Most people use similar informal groupings in their head for comparisons. Best to be first and not be on the losing end of such considerations:
Many professionals, from auditors and lawyers, to clinical psychologists and journal editors, divide continuous flows of judgments into subsets. College admissions interviewers, for instance, evaluate but a handful of applicants a day. We conjectured that in such situations individuals engage in narrow bracketing, assessing each subset in isolation, and then avoid deviating much – for any given subset – from the expected overall distribution of judgments. For instance, an interviewer who has already highly recommended three applicants on a given day may be reluctant to do so for a fourth applicant. Data from over 9000 MBA interviews supported this prediction. Auxiliary analyses suggest that contrast effects and non-random scheduling of interviews are unlikely alternative explanations.
Source: “Daily Horizons: Evidence of Narrow Bracketing in Judgment from 10 Years of MBA-Admission Interviews” from Psychological Science
2) People just seem to like things which are first.
Via Science Daily:
How people make choices depends on many factors, but a new study finds people consistently prefer the options that come first: first in line, first college to offer acceptance, first salad on the menu — first is considered best.
The paper, ‘First is Best,’ recently published in PLoS ONE by Dana R. Carney, assistant professor of management, University of California, Berkeley’s Haas School of Business, and co-author Mahzarin R. Banaji, professor of psychology, Harvard University.
In three experiments, when making quick choices, participants consistently preferred people (salespersons, teams, criminals on parole) or consumer goods presented first as opposed to similar offerings in second and sequential positions.” Read more here.
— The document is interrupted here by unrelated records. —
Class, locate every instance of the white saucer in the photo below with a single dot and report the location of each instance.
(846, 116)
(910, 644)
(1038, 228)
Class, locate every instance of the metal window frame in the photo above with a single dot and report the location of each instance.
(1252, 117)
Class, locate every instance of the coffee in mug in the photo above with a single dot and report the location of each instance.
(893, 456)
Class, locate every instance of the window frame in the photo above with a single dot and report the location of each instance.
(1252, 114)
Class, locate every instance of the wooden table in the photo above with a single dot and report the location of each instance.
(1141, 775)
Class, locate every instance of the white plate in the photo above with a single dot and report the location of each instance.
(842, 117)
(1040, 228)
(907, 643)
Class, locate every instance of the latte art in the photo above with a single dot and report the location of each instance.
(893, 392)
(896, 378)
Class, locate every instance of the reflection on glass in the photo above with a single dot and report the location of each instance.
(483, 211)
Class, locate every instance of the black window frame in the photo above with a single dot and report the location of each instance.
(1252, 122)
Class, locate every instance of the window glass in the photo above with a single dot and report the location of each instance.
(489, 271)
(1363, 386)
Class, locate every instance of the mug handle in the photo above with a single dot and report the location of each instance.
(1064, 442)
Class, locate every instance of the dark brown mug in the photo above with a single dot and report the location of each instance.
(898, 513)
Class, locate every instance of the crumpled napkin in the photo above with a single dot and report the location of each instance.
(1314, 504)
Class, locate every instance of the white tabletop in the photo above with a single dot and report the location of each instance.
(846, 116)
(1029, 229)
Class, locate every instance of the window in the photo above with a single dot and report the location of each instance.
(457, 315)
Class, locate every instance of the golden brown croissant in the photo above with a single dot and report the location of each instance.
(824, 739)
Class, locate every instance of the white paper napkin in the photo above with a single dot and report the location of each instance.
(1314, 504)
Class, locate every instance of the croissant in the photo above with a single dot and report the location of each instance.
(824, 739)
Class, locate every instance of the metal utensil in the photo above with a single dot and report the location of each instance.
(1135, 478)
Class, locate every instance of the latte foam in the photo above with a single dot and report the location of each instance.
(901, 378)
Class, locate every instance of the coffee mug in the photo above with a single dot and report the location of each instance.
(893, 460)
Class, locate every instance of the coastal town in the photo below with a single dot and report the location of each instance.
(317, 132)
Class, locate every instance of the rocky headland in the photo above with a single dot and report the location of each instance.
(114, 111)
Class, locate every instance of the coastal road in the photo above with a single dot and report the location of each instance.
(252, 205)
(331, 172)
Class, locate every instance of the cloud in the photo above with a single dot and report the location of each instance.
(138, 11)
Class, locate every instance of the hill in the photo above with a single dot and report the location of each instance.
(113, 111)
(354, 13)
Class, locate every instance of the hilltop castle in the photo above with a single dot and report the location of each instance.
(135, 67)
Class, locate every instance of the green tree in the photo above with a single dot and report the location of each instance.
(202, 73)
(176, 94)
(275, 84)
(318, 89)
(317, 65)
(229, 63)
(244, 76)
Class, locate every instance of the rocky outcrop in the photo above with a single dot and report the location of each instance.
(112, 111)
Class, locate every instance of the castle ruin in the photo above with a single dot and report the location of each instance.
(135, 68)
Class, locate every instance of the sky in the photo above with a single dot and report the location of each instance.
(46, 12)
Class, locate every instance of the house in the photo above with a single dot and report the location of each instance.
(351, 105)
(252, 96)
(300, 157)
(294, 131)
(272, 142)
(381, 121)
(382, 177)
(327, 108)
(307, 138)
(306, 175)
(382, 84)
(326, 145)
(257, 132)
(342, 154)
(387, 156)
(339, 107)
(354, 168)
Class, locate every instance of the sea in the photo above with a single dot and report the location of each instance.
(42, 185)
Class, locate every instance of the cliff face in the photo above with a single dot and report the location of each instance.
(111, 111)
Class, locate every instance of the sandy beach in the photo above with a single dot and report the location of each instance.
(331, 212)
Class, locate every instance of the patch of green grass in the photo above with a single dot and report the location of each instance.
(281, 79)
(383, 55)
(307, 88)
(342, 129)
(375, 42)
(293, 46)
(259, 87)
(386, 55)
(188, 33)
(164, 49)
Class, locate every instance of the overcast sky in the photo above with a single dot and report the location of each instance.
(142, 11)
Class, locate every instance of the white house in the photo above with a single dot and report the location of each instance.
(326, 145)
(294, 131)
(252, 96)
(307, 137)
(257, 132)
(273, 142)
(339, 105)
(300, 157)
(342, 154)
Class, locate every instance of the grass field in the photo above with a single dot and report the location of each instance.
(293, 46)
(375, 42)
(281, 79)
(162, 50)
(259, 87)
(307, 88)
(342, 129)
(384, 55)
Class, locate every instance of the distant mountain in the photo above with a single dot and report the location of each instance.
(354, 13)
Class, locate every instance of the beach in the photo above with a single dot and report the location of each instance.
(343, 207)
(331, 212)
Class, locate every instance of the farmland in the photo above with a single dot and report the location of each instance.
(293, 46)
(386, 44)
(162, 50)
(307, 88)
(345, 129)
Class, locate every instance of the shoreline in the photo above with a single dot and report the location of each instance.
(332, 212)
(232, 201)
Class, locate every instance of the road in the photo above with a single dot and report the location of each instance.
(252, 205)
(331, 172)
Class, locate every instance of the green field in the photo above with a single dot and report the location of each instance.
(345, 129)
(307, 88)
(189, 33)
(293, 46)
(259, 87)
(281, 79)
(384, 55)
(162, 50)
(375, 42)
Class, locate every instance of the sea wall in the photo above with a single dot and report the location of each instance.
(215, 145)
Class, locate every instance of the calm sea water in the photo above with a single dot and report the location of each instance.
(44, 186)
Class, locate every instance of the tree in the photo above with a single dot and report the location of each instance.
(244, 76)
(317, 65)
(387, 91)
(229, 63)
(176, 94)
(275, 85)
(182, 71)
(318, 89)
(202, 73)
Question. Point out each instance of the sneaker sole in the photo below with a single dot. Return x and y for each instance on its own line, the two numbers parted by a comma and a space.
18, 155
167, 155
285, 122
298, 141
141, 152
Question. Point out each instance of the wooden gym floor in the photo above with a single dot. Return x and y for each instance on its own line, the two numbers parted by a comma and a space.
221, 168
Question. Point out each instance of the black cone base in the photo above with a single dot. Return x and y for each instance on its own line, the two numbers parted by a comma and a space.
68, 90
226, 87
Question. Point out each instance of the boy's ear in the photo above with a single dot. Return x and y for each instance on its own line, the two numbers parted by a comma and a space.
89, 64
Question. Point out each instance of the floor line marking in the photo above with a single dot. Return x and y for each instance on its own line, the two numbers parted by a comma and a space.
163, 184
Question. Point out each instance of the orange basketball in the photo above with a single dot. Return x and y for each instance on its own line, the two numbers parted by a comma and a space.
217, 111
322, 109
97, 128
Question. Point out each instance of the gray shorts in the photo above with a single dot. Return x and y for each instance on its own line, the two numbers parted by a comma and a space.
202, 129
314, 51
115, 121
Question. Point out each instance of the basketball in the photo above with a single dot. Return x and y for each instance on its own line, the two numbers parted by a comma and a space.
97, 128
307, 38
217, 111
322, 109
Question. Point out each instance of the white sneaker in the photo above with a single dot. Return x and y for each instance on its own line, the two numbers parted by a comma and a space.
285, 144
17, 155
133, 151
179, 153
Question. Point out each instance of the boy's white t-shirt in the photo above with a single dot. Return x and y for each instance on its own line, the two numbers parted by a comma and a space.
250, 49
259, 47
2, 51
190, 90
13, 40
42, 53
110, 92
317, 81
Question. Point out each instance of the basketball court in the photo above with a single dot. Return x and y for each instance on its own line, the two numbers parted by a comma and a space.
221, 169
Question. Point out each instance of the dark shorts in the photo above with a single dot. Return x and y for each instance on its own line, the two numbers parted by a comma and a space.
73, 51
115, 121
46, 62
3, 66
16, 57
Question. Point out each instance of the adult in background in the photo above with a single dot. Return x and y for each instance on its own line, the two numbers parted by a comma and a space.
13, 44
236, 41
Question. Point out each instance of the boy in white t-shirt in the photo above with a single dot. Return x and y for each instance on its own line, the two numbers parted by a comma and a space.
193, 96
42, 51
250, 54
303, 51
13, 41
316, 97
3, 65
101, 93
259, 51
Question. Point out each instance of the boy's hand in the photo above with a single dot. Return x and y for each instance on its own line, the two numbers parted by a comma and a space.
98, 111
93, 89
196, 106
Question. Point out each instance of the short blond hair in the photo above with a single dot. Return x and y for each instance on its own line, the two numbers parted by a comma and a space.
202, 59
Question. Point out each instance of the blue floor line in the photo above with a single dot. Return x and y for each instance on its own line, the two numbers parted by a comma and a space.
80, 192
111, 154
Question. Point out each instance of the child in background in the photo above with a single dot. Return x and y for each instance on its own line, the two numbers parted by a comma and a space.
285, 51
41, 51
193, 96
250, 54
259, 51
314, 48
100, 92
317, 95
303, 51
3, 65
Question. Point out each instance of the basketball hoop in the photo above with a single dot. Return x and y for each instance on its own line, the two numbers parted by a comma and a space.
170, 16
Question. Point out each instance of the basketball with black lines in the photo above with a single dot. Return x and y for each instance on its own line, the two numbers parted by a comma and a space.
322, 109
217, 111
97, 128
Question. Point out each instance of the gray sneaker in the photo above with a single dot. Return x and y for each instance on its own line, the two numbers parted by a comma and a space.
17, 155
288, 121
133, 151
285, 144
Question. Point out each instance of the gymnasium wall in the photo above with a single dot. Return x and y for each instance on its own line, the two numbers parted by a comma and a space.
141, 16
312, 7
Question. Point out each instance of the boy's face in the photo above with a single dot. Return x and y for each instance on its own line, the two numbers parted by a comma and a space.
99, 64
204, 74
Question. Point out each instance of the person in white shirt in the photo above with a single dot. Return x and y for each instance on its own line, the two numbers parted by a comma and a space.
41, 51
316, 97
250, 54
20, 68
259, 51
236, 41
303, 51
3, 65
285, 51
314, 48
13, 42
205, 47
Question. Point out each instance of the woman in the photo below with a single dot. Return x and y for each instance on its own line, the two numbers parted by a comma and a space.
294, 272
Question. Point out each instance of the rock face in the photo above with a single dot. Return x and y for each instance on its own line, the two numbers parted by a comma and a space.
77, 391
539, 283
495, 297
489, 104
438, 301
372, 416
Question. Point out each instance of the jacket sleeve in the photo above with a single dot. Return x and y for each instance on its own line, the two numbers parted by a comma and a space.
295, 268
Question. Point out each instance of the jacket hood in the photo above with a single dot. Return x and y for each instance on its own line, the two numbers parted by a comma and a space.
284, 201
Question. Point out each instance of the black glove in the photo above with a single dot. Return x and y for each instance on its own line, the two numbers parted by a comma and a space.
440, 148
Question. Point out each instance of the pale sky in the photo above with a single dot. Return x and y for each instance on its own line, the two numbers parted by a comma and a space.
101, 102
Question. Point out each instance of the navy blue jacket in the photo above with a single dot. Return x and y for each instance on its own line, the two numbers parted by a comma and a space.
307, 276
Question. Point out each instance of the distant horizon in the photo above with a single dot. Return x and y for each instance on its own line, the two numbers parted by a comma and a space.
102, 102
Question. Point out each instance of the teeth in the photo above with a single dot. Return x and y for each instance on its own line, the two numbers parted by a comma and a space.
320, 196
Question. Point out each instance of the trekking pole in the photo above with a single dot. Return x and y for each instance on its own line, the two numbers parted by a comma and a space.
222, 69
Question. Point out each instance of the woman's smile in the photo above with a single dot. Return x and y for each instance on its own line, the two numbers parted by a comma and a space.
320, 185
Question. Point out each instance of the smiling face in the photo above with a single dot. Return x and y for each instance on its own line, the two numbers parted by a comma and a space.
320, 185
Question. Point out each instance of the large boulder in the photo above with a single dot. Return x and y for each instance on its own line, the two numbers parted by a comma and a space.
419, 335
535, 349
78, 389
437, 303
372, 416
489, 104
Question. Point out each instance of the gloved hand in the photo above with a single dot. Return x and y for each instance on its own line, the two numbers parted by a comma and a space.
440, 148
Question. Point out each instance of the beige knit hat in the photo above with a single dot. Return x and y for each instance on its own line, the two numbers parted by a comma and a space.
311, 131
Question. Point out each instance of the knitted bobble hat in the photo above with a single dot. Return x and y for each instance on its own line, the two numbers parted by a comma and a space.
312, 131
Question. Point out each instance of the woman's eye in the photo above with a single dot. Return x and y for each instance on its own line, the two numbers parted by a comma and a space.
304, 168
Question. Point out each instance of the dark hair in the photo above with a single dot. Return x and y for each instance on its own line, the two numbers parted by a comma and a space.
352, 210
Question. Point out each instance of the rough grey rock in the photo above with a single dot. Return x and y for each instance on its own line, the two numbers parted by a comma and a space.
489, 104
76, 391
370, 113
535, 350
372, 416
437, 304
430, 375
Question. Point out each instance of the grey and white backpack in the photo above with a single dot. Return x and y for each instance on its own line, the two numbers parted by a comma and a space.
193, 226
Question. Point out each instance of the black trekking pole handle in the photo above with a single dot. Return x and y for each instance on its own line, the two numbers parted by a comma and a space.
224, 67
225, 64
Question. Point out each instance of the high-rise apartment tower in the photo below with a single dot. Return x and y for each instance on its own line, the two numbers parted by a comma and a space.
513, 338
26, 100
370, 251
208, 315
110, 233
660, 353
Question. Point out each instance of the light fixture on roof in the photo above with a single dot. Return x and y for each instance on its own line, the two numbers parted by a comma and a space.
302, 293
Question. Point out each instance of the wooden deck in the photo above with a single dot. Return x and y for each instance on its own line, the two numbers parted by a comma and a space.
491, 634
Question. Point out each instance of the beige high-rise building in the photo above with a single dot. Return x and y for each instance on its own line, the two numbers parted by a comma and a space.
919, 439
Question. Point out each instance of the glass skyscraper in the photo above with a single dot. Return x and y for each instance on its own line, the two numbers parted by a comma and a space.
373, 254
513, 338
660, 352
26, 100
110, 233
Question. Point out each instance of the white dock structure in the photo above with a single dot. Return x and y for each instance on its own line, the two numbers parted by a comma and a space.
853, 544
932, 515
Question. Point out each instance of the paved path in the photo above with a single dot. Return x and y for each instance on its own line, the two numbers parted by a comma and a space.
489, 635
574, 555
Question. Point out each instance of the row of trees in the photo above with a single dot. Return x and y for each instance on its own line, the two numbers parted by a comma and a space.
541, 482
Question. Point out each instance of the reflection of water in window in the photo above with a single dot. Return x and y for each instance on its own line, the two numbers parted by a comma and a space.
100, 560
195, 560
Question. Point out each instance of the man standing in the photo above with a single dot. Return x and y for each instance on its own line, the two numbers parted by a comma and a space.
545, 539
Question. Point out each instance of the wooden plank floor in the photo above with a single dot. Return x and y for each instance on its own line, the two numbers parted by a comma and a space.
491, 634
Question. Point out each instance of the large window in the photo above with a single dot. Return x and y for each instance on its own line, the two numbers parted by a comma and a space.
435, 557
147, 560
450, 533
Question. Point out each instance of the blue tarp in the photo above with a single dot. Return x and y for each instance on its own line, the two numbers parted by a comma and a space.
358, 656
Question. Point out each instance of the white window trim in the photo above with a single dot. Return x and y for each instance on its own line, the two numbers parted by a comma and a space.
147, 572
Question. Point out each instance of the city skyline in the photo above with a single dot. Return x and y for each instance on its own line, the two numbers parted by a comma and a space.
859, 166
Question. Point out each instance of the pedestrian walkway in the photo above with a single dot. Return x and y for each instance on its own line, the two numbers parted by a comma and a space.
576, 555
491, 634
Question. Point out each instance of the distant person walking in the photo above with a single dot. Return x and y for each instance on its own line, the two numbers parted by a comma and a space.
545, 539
Wow! Had always recommended that candidates do their MBA interviews either in mornings or right after lunch just for the obvious reasons – will be changing that advice now, based on this – very important to know! Lots of bschools have alumni do the interviews which means #1 above doesn’t apply (the alum are not the ones making the decisions and they would rarely ever see two candidates in one week, much less one day). For a school like HBS though – where every advantage is important – this is huge!
Psychologists have studied this phenomenon as well and it could also be due to the amount of self-control available, which is largely determined by glucose levels. Therefore, the judge’s breakfast can in fact influence his or her decision (http://goo.gl/HgiuJ). Greater self-control, more lenient and prisoners are more likely to be granted parole. Less self-control, harsher rulings. Weird, but this finding seems to be consistent across cultures.
So it seems that whenever we need to make a decision or need someone else to make a decision that favours ourselves, we should try to get it done early in the day. If not possible, do it after a break. Most importantly, avoid it during the late afternoon, where self-control levels tend to be lowest.